Henri Rousso
Paris, Belin, « Histoire », 288 p.
Le dernier livre de l’historien Henry Rousso, pionnier des études sur la mémoire de la Seconde Guerre mondiale en France, s’ouvre sur une dédicace à son père « qui fut apatride et réfugié mais eut la sagesse de laisser le passé derrière lui ». Incipit paradoxal pour un chercheur dont les travaux successifs ont montré comment le passé pouvait « ne pas passer » et avoir une influence décisive sur les sociétés contemporaines (Vichy, un passé qui ne passe pas, avec Éric Conan, 1994). Il s’agit plutôt d’une mise en garde utile devant les limites de la convocation continuelle des passés douloureux à des fins thérapeutiques ou conjuratoires. C’est en effet au moment même, à l’été 1994, où Henry Rousso analysait les débats qui faisaient rage sur la meilleure manière de se souvenir des crimes de Vichy que se déroulait le génocide des Tutsis au Rwanda, sans qu’aucun lien ne soit établi.
Ce recueil d’articles se présente comme un retour rétrospectif et introspectif de l’auteur sur ses travaux d’historien de la mémoire contemporaine, en rassemblant des contributions anciennes ou plus récentes, actualisées et remaniées pour fournir une réflexion nouvelle sur la mémoire et sa place dans le monde contemporain, dont l’introduction donne le ton général. Les notions, souvent complexes, qui gravitent dans le champ sans cesse en expansion des études sur la mémoire, y sont explicitées avec clarté. Le lecteur peut ainsi mieux cerner ce « mécanisme vital de sélection entre les souvenirs et l’oubli » (p. 11) mais aussi une pratique sociale qui se distingue dans son rapport au temps et de la tradition et de l’histoire, qui « vise à une compréhension, à une interprétation du passé, lointain ou proche, fondée sur l’analyse de traces de toutes sortes laissées par l’activité humaine » (p. 12). Mais dans l’espace public et pour le sens commun, le terme de mémoire est devenu un fourre-tout où se mêlent revendications identitaires et outils pour tenter de réparer les séquelles du passé dans le présent – être précisément « face au passé », comme l’indique le titre du livre, afin d’affronter celui-ci pour mieux le vaincre. Ce phénomène de surinvestissement des potentialités mémorielles, les travaux des historiens de la mémoire ont pu y contribuer, parfois à leur insu. Et en ce sens, le livre d’Henry Rousso revient également sur des interprétations maladroites ou abusives qui ont pu être faites de ses travaux, en les éclairant d’un jour nouveau.
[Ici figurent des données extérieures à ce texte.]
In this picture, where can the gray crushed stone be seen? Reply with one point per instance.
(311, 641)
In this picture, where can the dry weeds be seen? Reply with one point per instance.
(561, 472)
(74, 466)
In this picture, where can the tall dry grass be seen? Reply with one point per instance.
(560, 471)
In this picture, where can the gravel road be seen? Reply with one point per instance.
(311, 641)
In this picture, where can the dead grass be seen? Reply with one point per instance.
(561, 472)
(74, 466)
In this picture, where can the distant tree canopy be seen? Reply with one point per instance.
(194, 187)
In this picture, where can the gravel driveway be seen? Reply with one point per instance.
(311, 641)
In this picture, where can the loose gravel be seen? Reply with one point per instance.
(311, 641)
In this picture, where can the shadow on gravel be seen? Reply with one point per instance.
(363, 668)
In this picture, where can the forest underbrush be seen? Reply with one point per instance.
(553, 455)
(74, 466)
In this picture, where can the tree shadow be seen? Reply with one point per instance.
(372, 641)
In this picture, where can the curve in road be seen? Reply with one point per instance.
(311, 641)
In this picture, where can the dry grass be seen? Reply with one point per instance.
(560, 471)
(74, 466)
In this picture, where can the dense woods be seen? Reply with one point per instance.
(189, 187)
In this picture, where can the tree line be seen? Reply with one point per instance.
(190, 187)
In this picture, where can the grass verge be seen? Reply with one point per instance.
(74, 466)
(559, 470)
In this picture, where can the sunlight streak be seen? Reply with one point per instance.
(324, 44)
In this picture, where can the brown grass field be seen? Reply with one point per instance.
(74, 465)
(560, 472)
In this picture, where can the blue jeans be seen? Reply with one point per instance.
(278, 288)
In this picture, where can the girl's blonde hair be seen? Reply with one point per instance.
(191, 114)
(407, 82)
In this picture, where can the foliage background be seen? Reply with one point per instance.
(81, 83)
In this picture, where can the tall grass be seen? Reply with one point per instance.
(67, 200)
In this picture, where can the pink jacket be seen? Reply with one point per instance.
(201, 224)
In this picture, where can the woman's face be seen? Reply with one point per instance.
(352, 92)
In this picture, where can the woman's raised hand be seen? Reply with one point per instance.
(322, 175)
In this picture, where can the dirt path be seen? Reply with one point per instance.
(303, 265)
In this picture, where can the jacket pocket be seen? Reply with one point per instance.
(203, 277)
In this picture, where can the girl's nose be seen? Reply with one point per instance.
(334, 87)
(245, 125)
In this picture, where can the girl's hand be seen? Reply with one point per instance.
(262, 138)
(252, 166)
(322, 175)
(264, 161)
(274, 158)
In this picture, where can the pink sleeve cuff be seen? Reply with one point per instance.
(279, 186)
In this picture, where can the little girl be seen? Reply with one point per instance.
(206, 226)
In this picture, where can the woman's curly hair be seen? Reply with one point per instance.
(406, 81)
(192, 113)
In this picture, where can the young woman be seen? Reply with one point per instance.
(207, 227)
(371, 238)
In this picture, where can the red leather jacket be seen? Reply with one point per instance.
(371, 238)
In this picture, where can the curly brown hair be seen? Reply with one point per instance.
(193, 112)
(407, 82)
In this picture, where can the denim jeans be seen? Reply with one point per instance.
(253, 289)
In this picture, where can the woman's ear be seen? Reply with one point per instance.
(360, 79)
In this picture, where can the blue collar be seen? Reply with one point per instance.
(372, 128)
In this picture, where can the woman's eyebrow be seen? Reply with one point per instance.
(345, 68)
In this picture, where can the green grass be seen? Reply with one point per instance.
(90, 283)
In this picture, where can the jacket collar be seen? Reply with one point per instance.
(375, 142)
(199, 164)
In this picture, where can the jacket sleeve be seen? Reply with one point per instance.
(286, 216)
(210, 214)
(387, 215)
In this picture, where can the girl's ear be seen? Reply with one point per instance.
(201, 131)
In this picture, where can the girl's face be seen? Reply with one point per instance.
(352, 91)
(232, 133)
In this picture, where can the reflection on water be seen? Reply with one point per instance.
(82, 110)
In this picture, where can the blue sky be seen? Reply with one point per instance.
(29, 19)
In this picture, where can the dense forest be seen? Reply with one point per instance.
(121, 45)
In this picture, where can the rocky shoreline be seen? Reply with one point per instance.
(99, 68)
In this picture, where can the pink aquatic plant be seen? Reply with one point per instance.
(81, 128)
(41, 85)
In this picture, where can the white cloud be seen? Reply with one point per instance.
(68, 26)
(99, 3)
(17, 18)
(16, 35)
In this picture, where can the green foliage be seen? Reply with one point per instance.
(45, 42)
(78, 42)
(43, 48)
COMMENT FAIRE L’HISTOIRE DE LA MÉMOIRE ?
La première partie du livre s’attache aux dimensions épistémologiques de l’histoire de la mémoire. Le premier chapitre, inédit, s’interroge sur l’oubli et le silence faits sur les épisodes historiques douloureux, en prenant l’exemple de la Shoah en France. S’inspirant du renouvellement historiographique sur les premières mémoires de la Shoah dans le monde juif mais aussi au-delà ce celui-ci, il rappelle que contrairement à ce qu’une lecture hâtive de ses travaux aurait pu laisser croire, il n’y a pas eu d’occultation de cette mémoire, mais plutôt que l’absence de cette mémoire résulte d’une « illusion rétrospective » (p. 46) appliquée de manière anachronique. L’historien cherche des traces qu’il forge selon les normes d’aujourd’hui et non celles d’hier. Tout chercheur se doit donc de définir sa relation avec le passé, en particulier lorsqu’il traite de témoignages, reflet de la subjectivité d’autrui. Les liens entre histoire et psychanalyse sont ainsi explorés dans un autre chapitre, afin également de répondre aux objections qui ont pu être formulées sur l’utilisation d’une terminologie psychanalytique chez les historiens de la mémoire : Rousso a abondamment parlé de « retour du refoulé » ou de « travail de deuil » dans son livre fondateur, précisément intitulé Le Syndrome de Vichy. L’emploi de ces notions est ici légitimé pour être appliqué à un collectif, car l’individu n’en est jamais coupé. Surtout, l’usage des ces notions est avant tout métaphorique, même si ces concepts ont aussi une réalité et application concrète.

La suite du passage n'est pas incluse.